A Yelp AI product manager demonstrates a new approach to AI product development by starting with 'golden conversations'—example user interactions—to prototype conversational AI features, using tools like Claude and Magic Patterns to create and refine interactive prototypes.
Key Points
- The core challenge in AI product management is balancing user interface design with complex backend AI behaviors.
- Instead of traditional wireframes, the speaker starts with example conversations to define the desired user experience.
- These example conversations serve as a foundation for creating prototypes and defining system prompts.
- The approach uses AI tools like Claude to generate and refine conversation flows based on real-world scenarios.
- Claude's ability to create native LLM-powered artifacts enables realistic prototyping without complex API integrations.
- Magic Patterns is used to visually explore and prototype UI flows, allowing for rapid ideation and iteration.
- The process enables collaboration between product, design, and engineering teams by providing a shared, interactive reference.

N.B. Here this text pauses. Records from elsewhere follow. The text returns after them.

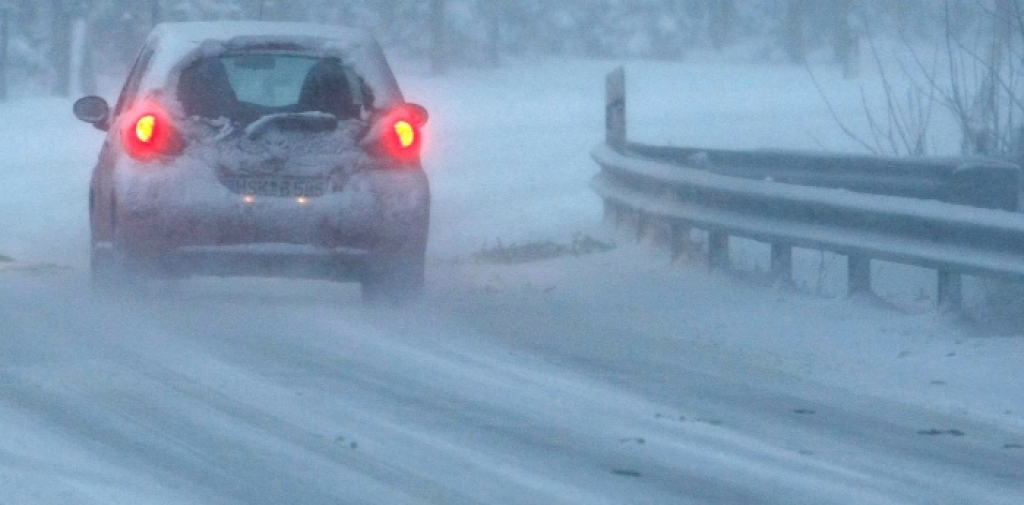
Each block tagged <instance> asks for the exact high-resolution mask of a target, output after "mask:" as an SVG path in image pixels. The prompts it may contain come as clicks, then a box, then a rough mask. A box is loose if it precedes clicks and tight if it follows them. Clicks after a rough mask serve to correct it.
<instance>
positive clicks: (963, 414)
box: [0, 62, 1024, 505]
mask: <svg viewBox="0 0 1024 505" xmlns="http://www.w3.org/2000/svg"><path fill="white" fill-rule="evenodd" d="M563 67H564V66H563V65H562V64H559V62H555V64H542V65H539V66H538V67H537V68H534V67H526V66H524V65H523V66H520V67H518V68H514V69H510V70H506V71H499V72H497V73H494V74H493V73H479V74H473V73H469V74H467V75H456V76H454V77H451V78H446V79H445V80H436V79H431V78H420V79H418V80H414V85H413V86H412V88H413V90H411V91H409V94H410V95H411V96H416V95H422V96H424V98H423V100H424V101H425V102H426V103H427V104H428V106H431V108H432V110H436V111H442V113H439V114H434V115H433V117H434V118H435V119H434V121H435V123H432V124H433V128H434V129H433V130H432V131H433V132H434V133H433V134H434V135H436V136H435V138H434V144H433V145H435V146H436V151H435V152H433V153H430V154H428V160H427V161H428V166H429V167H431V168H430V170H431V177H432V183H433V190H434V196H435V210H434V221H433V224H432V225H433V230H432V234H433V235H432V241H433V242H432V243H431V259H430V264H429V267H428V293H429V296H428V297H427V298H426V299H425V300H424V301H423V303H422V304H420V305H419V306H415V307H411V308H408V309H404V310H396V309H385V308H380V309H370V308H365V307H362V306H361V304H360V303H359V300H358V293H357V289H356V288H355V287H354V286H347V285H332V284H323V283H304V282H282V281H248V280H233V281H217V280H198V281H185V282H180V283H162V284H158V285H156V286H153V287H151V289H148V290H146V291H145V292H144V293H142V294H141V295H140V296H137V297H132V298H121V299H111V298H101V297H95V296H93V295H92V294H91V293H90V292H89V290H88V287H87V284H88V283H87V268H86V265H87V262H86V256H85V251H86V244H87V228H86V216H85V184H86V181H87V177H88V168H89V167H90V166H91V163H92V160H93V159H94V156H95V149H96V141H97V138H98V137H97V136H96V133H95V132H92V131H88V128H87V127H85V126H82V125H79V124H75V123H73V122H71V120H70V119H69V118H67V117H66V116H60V115H61V114H66V113H67V111H68V110H69V104H68V103H67V102H63V101H59V100H34V101H26V102H18V103H12V104H9V106H3V108H2V109H0V112H3V113H4V116H3V117H4V118H5V119H4V120H3V121H2V122H0V134H2V135H3V138H5V140H4V144H3V148H2V150H3V154H4V155H6V157H5V160H7V162H8V165H7V167H5V168H4V170H3V171H2V172H0V181H2V182H3V185H2V186H0V230H2V234H0V254H4V255H9V256H11V257H13V258H14V259H15V260H16V261H15V262H0V433H2V436H0V504H2V505H20V504H41V505H49V504H56V503H60V504H83V505H86V504H89V505H91V504H104V505H106V504H121V503H123V504H132V505H137V504H146V505H150V504H155V505H156V504H165V503H166V504H180V503H204V504H206V503H209V504H284V503H288V504H337V503H346V504H348V503H353V504H357V503H372V504H404V503H411V504H415V503H425V504H436V503H444V504H460V503H471V504H475V503H480V504H520V503H521V504H552V503H565V504H604V503H607V504H647V503H650V504H673V505H675V504H686V503H723V504H726V503H727V504H746V503H769V504H771V503H785V504H803V503H806V504H825V503H837V504H845V503H855V504H858V505H859V504H874V503H879V504H883V503H884V504H889V503H894V504H903V503H906V504H935V503H955V504H1004V503H1006V504H1019V503H1024V485H1021V482H1024V447H1022V445H1024V407H1021V406H1024V371H1022V370H1024V367H1021V366H1020V364H1021V363H1022V362H1024V344H1022V340H1024V339H1022V338H1021V337H1020V336H1019V335H1016V334H1007V335H1001V334H1000V335H997V336H992V335H985V334H979V332H977V331H975V330H972V329H970V328H964V327H962V326H958V325H956V324H954V323H953V322H951V321H947V320H945V319H943V318H942V317H939V315H936V314H934V313H932V312H927V311H926V312H915V311H913V310H910V311H905V310H895V309H893V308H892V307H889V306H880V304H877V303H864V302H863V301H861V300H845V299H836V298H829V297H821V296H816V295H814V294H811V293H809V292H808V290H797V291H794V290H788V289H779V288H774V287H771V286H764V285H763V283H761V282H760V281H758V280H757V276H741V275H724V273H709V272H707V271H705V269H703V268H701V267H700V266H699V258H696V259H694V260H693V261H692V263H691V264H686V265H670V264H669V262H668V260H667V259H666V258H665V255H664V254H662V253H657V252H650V251H647V250H646V249H644V248H642V247H636V246H632V245H623V246H622V247H620V248H618V249H616V250H614V251H611V252H606V253H600V254H593V255H589V256H582V257H565V258H559V259H554V260H550V261H544V262H538V263H527V264H521V265H514V266H505V265H494V264H481V263H476V262H473V261H471V260H469V259H468V257H469V254H470V253H471V252H473V251H474V250H476V249H477V248H479V247H480V245H481V244H483V243H484V242H486V241H490V240H494V239H498V238H502V239H505V240H507V241H516V240H528V239H547V238H555V239H558V240H568V239H569V238H570V237H571V235H572V234H574V233H578V232H584V233H591V234H597V233H598V229H597V228H598V224H597V221H598V219H599V215H600V205H599V201H598V200H597V199H596V197H594V196H593V195H591V194H590V192H589V191H588V190H587V187H586V182H587V180H588V179H589V178H590V176H591V175H592V174H593V173H594V171H596V167H595V166H594V165H593V163H592V162H591V161H590V160H589V159H587V157H586V153H587V151H588V150H589V148H590V146H591V144H592V143H593V141H594V139H595V138H599V133H595V132H599V131H600V128H601V118H600V112H601V111H600V108H599V107H597V108H595V107H594V104H595V103H600V92H601V89H600V85H601V83H602V81H601V76H602V75H603V73H604V71H605V70H606V69H605V67H606V66H604V65H600V64H572V69H571V72H565V69H564V68H563ZM527 70H528V71H529V72H526V71H527ZM649 70H650V72H651V73H652V74H654V75H658V74H659V73H662V74H667V76H666V77H664V79H665V80H666V82H677V81H678V80H679V79H680V76H678V75H673V74H672V71H671V69H669V68H668V67H660V66H653V68H652V69H649ZM531 72H532V73H531ZM690 72H691V71H689V70H686V71H685V72H684V74H685V75H686V76H689V77H691V78H692V77H693V76H692V75H690ZM721 72H722V73H720V74H715V72H713V71H710V70H708V69H703V70H702V71H701V73H702V74H708V75H709V77H708V79H709V82H719V81H722V82H729V81H730V80H731V78H732V76H730V74H731V73H735V72H739V71H737V70H736V69H728V68H727V69H725V70H724V71H721ZM581 75H586V76H588V77H586V78H581V77H580V76H581ZM803 75H804V74H803V72H796V71H794V72H781V73H779V74H777V75H773V80H772V82H767V83H765V86H766V87H768V88H769V91H765V92H766V93H770V92H771V91H770V89H771V86H777V87H778V88H782V89H792V88H795V87H796V86H797V84H795V81H799V82H800V83H802V84H800V85H804V86H807V85H808V84H807V83H806V82H803V81H800V79H801V76H803ZM657 79H660V77H659V78H657ZM655 80H656V79H655ZM570 81H571V82H570ZM776 81H777V82H776ZM572 82H575V83H578V84H579V83H584V84H579V85H580V87H578V88H572V87H571V86H570V84H571V83H572ZM683 82H686V81H683ZM654 84H656V83H643V84H641V85H642V86H654ZM698 84H699V83H698ZM417 86H420V87H421V89H416V88H417ZM495 86H505V87H506V90H507V91H508V93H499V94H500V95H515V94H516V93H518V94H519V95H521V94H522V93H524V92H525V91H524V90H538V89H553V90H560V91H558V93H564V94H556V93H555V92H554V91H552V92H551V93H552V94H551V96H542V97H539V98H538V99H537V100H534V101H531V102H529V103H525V104H521V106H520V107H518V108H517V109H516V112H515V114H496V111H503V107H505V103H503V102H502V101H501V99H500V98H501V96H495V93H493V89H494V87H495ZM740 88H742V89H740ZM854 89H855V88H854ZM740 92H752V91H750V90H748V89H746V88H745V87H743V86H740V85H737V89H734V90H729V89H726V90H724V91H723V94H724V95H726V96H728V95H729V94H730V93H740ZM858 96H859V95H858ZM686 106H687V108H689V109H688V110H689V111H690V112H691V113H692V114H694V115H696V116H700V115H701V114H707V115H709V116H710V115H711V114H712V113H713V112H714V111H715V110H716V107H717V106H716V104H715V103H711V102H709V103H701V104H698V106H697V107H691V106H693V104H692V103H686ZM766 107H767V106H766ZM787 109H792V110H795V111H791V112H792V113H793V114H795V115H802V114H806V113H805V112H804V111H803V110H802V109H801V108H800V107H788V106H787ZM40 111H42V112H43V117H45V118H47V119H46V121H43V122H42V124H37V123H35V122H33V120H34V119H36V118H37V117H38V116H39V115H40ZM544 111H557V112H559V114H551V115H550V116H551V117H550V125H549V126H550V128H551V130H552V131H557V132H558V135H559V136H558V138H557V141H552V139H551V137H550V136H549V133H550V131H549V132H547V133H546V132H540V131H535V130H537V128H536V124H534V123H532V122H531V119H530V118H535V117H537V116H538V114H541V113H543V112H544ZM445 113H446V114H447V116H445ZM657 114H662V113H660V112H656V111H648V112H643V111H640V112H639V114H638V115H639V116H641V117H645V118H646V117H650V118H651V124H654V123H656V121H655V120H654V117H655V116H656V115H657ZM759 114H760V115H761V116H764V117H772V116H773V115H774V114H776V112H773V111H759V112H758V113H757V114H754V116H755V119H756V118H757V117H760V116H759ZM816 114H817V115H818V116H815V117H825V118H826V117H827V116H826V114H827V113H826V112H821V111H817V113H816ZM51 118H52V119H51ZM824 121H827V120H824ZM695 123H696V124H705V123H706V124H714V122H712V121H703V122H702V123H701V121H695ZM25 125H32V126H31V127H29V128H26V127H25ZM54 131H71V132H73V133H72V134H70V137H71V138H72V139H73V140H74V141H72V142H68V143H58V144H54V143H53V142H52V132H54ZM705 133H707V132H705ZM773 134H781V133H779V132H777V131H775V132H773ZM793 136H794V137H798V136H799V134H798V133H793ZM480 138H485V139H488V141H487V142H483V143H480V142H475V141H474V139H480ZM723 138H724V136H723ZM457 139H458V140H457ZM699 140H701V139H699V138H698V139H697V140H695V141H699ZM723 141H725V140H723ZM524 144H525V145H528V149H522V146H523V145H524ZM516 145H518V146H519V149H520V151H515V150H514V148H515V146H516ZM510 152H514V153H517V155H516V156H515V157H510V156H504V157H503V156H499V154H500V153H510ZM431 164H432V165H431ZM549 164H550V165H549ZM556 216H557V217H556ZM742 253H743V251H737V252H736V254H738V256H737V258H736V259H737V263H742V264H748V263H749V262H750V261H749V260H748V258H746V257H744V256H743V255H742ZM812 257H817V256H816V255H814V256H812ZM807 260H808V257H807V255H801V254H798V257H797V262H798V278H799V277H800V275H801V272H806V271H807V270H809V269H811V270H815V271H817V268H818V266H817V264H814V266H813V267H812V268H808V267H806V266H807V264H808V261H807ZM822 261H823V259H822ZM801 265H803V267H801ZM820 271H822V272H824V271H825V265H822V266H821V268H820ZM894 271H897V273H896V275H894V276H895V277H894V278H893V279H892V280H890V284H893V285H899V287H901V288H903V289H905V290H908V291H910V292H911V293H912V295H911V296H913V295H916V293H918V291H919V290H921V289H923V288H921V283H918V281H916V278H915V277H914V276H915V275H916V273H913V272H909V273H899V271H902V270H894ZM830 275H831V276H833V277H838V278H842V273H836V272H831V273H830ZM798 282H800V280H799V279H798ZM820 284H821V283H820V282H819V285H820ZM825 291H827V290H825ZM900 296H903V297H904V298H905V293H904V294H903V295H900ZM897 298H899V296H897ZM904 298H900V299H901V300H902V299H904ZM926 304H927V303H926Z"/></svg>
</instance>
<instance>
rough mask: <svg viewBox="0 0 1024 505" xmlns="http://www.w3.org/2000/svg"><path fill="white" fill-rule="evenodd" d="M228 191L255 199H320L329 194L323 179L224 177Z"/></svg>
mask: <svg viewBox="0 0 1024 505" xmlns="http://www.w3.org/2000/svg"><path fill="white" fill-rule="evenodd" d="M221 180H222V182H223V183H224V185H226V186H227V188H228V190H230V191H232V192H234V193H238V194H240V195H247V196H248V195H251V196H254V197H319V196H323V195H324V193H326V192H327V179H326V178H323V177H317V178H310V177H282V176H268V177H224V178H223V179H221Z"/></svg>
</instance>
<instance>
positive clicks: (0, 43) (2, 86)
mask: <svg viewBox="0 0 1024 505" xmlns="http://www.w3.org/2000/svg"><path fill="white" fill-rule="evenodd" d="M9 45H10V10H8V8H7V7H6V6H0V101H7V47H8V46H9Z"/></svg>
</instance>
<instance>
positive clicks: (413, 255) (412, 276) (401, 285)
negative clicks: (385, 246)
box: [360, 254, 425, 305]
mask: <svg viewBox="0 0 1024 505" xmlns="http://www.w3.org/2000/svg"><path fill="white" fill-rule="evenodd" d="M424 269H425V263H424V258H423V254H416V255H413V254H410V255H406V256H390V257H377V258H374V259H372V260H369V261H367V262H366V263H365V264H364V267H362V272H361V276H360V283H361V291H362V301H364V302H365V303H368V304H372V305H380V304H391V305H399V304H404V303H409V302H412V301H415V300H416V299H418V298H420V296H422V294H423V279H424Z"/></svg>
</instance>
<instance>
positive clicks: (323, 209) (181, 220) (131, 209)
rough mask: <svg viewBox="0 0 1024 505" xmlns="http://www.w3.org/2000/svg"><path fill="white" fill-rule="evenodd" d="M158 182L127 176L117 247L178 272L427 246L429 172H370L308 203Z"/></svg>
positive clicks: (335, 260)
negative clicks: (159, 263)
mask: <svg viewBox="0 0 1024 505" xmlns="http://www.w3.org/2000/svg"><path fill="white" fill-rule="evenodd" d="M153 182H154V181H153V180H125V179H122V184H121V187H119V192H118V193H119V195H120V200H121V201H120V202H119V205H118V212H117V222H116V224H115V226H114V227H115V233H114V236H113V237H111V238H110V241H111V242H112V243H117V245H118V248H119V249H121V250H123V251H124V252H125V253H127V254H128V255H130V256H132V257H134V258H136V259H139V260H145V261H155V262H159V263H161V264H164V265H167V267H168V268H170V269H171V270H189V271H194V272H199V273H210V275H217V273H216V272H232V271H240V272H242V271H249V270H259V271H265V270H275V269H281V270H283V271H285V272H287V271H291V270H301V269H303V268H298V266H302V265H309V268H305V269H310V268H311V269H312V270H316V271H318V270H321V269H323V268H322V267H321V266H319V265H325V266H324V267H325V268H326V267H328V266H331V267H332V268H333V267H334V266H333V265H336V264H341V263H344V264H351V263H353V262H357V261H356V260H357V259H358V258H360V257H366V256H370V255H375V254H378V255H380V254H392V253H396V252H413V251H420V252H422V251H423V250H424V249H425V247H426V237H427V225H428V220H429V206H430V200H429V188H428V185H427V180H426V176H425V175H424V174H423V173H422V171H407V172H399V171H369V172H366V173H361V174H358V175H356V176H354V177H352V178H351V179H350V180H349V181H348V183H347V184H346V185H345V186H344V187H343V188H342V190H341V191H339V192H336V193H330V194H328V195H325V196H323V197H315V198H309V199H301V200H300V199H296V198H278V197H255V198H245V197H243V196H241V195H238V194H234V193H231V192H229V191H228V190H227V188H226V187H224V186H222V185H219V184H218V183H214V184H210V185H206V186H205V187H202V191H201V192H191V193H190V194H187V193H183V192H182V187H181V186H178V185H166V184H154V183H153ZM186 185H187V184H186ZM206 270H211V271H209V272H207V271H206ZM214 270H215V271H214ZM238 275H244V273H238ZM286 277H287V276H286ZM300 277H310V276H300ZM315 277H323V276H315Z"/></svg>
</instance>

- The speaker demonstrates how to use AI to prototype both work-related features and personal use cases.
- When AI prototypes fail, the speaker recommends resetting context or using fork/ remix features to maintain progress.
- This method allows for non-linear product development, starting from the end user experience and working backward.
Key Takeaways
- Start AI product development by defining the ideal user conversation flow first, then work backward to build the interface and system prompts.
- Use AI tools like Claude to generate and refine example conversations that represent real user interactions.
- Leverage AI prototyping tools to create interactive, LLM-powered prototypes that simulate the final product experience.
- Use AI to rapidly explore multiple design options and get feedback on different user flows before committing to a design.
- When AI prototyping fails, reset the context or fork the prototype to maintain progress and avoid getting stuck.